# Anime horses what do you think



## bluefire (Apr 5, 2010)

Hey guys.
I have been drawing for a while. I do a lot of cartoon/anime type drawings with colored pencils. What do you think?


----------



## whiskeynoo (Mar 17, 2010)

Influenced by legend of zelda perhaps  they look fun


----------



## bluefire (Apr 5, 2010)

Thanks, I love Zelda. Its my favorite game series.


----------



## whiskeynoo (Mar 17, 2010)

deffinately a good game  I've been playing it recently


----------



## Creampuff (Dec 1, 2010)

You have some pretty interesting designs and a good, eye-catching sense of color.  My biggest critique though (and I gripe about this a _lot_) is to learn proper anatomy and proportions _first_. It won't come naturally and takes time, but it's worth the end product of having anatomically-correct, styled drawings. 
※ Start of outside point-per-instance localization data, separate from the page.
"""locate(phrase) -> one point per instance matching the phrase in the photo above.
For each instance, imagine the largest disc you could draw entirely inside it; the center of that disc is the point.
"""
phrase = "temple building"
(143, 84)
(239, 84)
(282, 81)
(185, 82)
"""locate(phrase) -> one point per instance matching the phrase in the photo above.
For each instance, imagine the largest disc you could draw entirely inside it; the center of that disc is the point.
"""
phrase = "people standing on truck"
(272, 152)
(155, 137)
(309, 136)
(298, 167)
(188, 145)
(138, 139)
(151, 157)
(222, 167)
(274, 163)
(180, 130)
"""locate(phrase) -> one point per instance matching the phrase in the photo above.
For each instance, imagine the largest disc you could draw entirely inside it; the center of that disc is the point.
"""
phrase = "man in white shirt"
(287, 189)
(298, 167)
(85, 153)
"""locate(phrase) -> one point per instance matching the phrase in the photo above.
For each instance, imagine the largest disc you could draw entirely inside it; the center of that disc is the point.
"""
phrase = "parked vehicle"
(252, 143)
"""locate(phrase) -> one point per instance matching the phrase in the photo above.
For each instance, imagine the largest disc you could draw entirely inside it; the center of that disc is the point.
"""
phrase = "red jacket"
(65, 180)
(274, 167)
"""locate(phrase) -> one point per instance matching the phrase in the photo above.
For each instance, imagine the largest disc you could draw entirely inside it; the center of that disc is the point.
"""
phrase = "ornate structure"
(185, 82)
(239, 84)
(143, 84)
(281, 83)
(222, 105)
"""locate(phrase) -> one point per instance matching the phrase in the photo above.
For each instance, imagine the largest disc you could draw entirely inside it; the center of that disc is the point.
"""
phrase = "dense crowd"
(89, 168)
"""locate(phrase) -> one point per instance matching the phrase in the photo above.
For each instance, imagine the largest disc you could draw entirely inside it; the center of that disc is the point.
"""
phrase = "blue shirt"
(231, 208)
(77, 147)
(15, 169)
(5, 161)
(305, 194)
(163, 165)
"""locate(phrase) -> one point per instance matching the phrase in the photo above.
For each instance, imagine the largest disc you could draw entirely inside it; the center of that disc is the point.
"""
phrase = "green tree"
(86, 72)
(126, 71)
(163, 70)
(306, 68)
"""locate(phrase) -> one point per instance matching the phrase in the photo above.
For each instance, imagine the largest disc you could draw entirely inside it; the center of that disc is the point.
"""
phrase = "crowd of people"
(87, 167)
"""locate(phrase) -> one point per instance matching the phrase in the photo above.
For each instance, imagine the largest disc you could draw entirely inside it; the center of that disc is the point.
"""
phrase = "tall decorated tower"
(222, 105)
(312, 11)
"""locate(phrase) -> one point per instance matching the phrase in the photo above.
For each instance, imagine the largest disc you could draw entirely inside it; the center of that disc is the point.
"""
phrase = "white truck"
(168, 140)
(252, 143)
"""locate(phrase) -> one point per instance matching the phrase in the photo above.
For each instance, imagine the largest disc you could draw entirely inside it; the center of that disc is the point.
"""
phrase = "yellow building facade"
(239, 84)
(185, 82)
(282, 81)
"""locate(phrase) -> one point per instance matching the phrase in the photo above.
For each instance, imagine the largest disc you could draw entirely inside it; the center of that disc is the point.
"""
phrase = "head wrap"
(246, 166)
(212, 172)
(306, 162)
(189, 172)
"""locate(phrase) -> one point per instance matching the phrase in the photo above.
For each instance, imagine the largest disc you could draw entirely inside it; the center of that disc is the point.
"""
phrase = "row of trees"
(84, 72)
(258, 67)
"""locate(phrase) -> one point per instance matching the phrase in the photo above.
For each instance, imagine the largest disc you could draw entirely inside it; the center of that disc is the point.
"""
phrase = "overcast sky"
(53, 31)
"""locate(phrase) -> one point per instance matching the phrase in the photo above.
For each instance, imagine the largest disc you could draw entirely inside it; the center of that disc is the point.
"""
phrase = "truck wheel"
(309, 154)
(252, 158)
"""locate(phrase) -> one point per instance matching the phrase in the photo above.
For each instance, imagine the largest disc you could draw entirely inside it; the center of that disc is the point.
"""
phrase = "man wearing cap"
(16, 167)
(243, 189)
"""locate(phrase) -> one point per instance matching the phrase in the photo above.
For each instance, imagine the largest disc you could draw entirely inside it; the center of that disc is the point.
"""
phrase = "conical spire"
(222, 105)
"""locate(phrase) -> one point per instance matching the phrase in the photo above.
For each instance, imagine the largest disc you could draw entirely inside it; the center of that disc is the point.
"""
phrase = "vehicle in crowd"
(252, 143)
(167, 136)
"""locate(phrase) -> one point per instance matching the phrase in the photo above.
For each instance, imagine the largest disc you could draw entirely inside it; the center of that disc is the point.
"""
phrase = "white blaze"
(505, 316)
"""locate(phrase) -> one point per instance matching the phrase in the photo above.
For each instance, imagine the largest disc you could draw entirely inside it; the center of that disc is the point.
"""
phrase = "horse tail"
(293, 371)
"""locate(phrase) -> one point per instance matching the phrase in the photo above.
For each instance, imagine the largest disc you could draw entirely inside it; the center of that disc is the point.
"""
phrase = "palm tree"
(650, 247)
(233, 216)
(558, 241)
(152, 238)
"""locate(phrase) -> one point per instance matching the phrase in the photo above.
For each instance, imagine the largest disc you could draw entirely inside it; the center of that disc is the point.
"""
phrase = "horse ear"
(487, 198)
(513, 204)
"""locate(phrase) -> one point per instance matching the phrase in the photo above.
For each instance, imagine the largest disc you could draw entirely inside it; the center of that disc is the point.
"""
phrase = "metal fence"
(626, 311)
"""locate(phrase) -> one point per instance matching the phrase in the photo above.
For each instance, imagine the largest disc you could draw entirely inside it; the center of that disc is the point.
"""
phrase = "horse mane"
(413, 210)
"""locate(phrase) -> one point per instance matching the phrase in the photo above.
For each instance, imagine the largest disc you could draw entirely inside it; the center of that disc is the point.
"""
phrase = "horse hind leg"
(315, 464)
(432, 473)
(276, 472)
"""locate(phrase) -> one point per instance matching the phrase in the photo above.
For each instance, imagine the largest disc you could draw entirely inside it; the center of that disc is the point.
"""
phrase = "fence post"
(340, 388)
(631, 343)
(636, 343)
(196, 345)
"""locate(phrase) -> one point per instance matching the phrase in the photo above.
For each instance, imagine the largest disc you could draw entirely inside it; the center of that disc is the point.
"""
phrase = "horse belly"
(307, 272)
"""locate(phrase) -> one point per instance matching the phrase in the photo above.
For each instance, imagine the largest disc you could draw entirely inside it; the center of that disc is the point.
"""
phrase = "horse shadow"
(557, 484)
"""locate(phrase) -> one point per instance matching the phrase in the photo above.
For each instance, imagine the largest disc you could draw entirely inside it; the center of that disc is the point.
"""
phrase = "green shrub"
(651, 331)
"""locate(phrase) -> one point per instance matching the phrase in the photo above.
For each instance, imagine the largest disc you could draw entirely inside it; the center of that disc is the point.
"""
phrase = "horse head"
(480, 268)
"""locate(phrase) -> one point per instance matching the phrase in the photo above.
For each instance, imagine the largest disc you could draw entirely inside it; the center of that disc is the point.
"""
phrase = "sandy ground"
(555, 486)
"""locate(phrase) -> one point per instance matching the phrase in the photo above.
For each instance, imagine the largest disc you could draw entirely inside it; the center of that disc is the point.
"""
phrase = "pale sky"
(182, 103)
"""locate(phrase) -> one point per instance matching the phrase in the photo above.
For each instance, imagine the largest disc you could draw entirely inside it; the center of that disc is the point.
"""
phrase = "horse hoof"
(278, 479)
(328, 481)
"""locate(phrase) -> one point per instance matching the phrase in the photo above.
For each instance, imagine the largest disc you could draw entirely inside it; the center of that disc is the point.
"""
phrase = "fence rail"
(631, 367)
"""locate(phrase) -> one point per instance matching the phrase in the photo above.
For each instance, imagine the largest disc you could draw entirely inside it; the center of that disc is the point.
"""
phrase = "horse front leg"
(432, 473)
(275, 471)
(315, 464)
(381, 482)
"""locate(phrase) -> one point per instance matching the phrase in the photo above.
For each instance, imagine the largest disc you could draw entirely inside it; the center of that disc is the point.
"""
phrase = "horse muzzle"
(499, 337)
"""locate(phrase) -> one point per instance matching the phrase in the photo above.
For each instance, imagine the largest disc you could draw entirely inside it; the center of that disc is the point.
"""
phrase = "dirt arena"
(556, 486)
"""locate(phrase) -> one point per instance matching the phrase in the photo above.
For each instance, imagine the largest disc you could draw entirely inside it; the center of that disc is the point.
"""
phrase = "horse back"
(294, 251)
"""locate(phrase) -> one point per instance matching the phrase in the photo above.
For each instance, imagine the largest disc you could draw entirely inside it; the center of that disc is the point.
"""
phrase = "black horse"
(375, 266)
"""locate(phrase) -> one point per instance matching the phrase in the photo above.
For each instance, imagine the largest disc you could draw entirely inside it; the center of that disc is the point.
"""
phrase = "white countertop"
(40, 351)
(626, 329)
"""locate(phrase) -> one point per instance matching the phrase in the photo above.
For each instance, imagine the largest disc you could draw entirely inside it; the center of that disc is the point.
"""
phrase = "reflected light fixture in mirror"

I commend you for having the shape/joints in the legs correct! A _lot_ of younger horse artists tend to make them too like canine legs. I do have to say that at least your horses look like horses... I've seen some pretty bad horse drawings in my day. Like the one(s) below!


----------



## PintoTess (Aug 18, 2010)

You would get along with my friend fine  She loooves anime as well lol. Great work!


----------